Cocooned from the blatant horrors of World War II, Scribes and their SS guards are equally imprisoned in an underground compound, built within a mineshaft. The job of the captive Scribes is to answer letters to the dead in order to appease their otherworldly spirits, who would otherwise tell the world about the Nazi plan for the Final Solution. Based on the historical existence of the Thule Society and the Nazi officers who subscribed to occultist beliefs, Frank extends their ideas to create the fictional Compound of Scribes.

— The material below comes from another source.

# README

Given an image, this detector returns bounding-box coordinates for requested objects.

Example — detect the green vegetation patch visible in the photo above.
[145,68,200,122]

Elie Schacten is one of the Scribes, a group of bilingual translators forced to write letters to the dead. Elie and her lover, SS guard Gerhardt Lodenstein, are members of the Resistance, and use the Compound of Scribes as a hiding place for refugees. Elie’s true identity remains shrouded in layers of mystery, much to Lodenstein’s dismay.
When the feared Nazi propaganda leader Goebbels orders the Scribes to write a letter and deliver eyeglasses to philosopher Martin Heidegger from his optometrist friend Asher Englehardt, held at Auschwitz, the clandestine world of the Scribes is turned upside down. Neither Englehardt nor Heidegger is dead and the Scribes openly question the bizarre nature of their entire mission. Suddenly, their personal dramas meet the harsh face of Auschwitz as Lodenstein ventures beyond the compound to follow the Reich’s orders. Elie and Lodenstein must protect the Scribes, and the Resistance, from Goebbels’s unpredictable wrath.
Thaisa Frank writes with clear-cut prose, deftly juxtaposes the horror of war and the tenderness of love. Heidegger’s Glasses asks, in the face of war and death, what is real?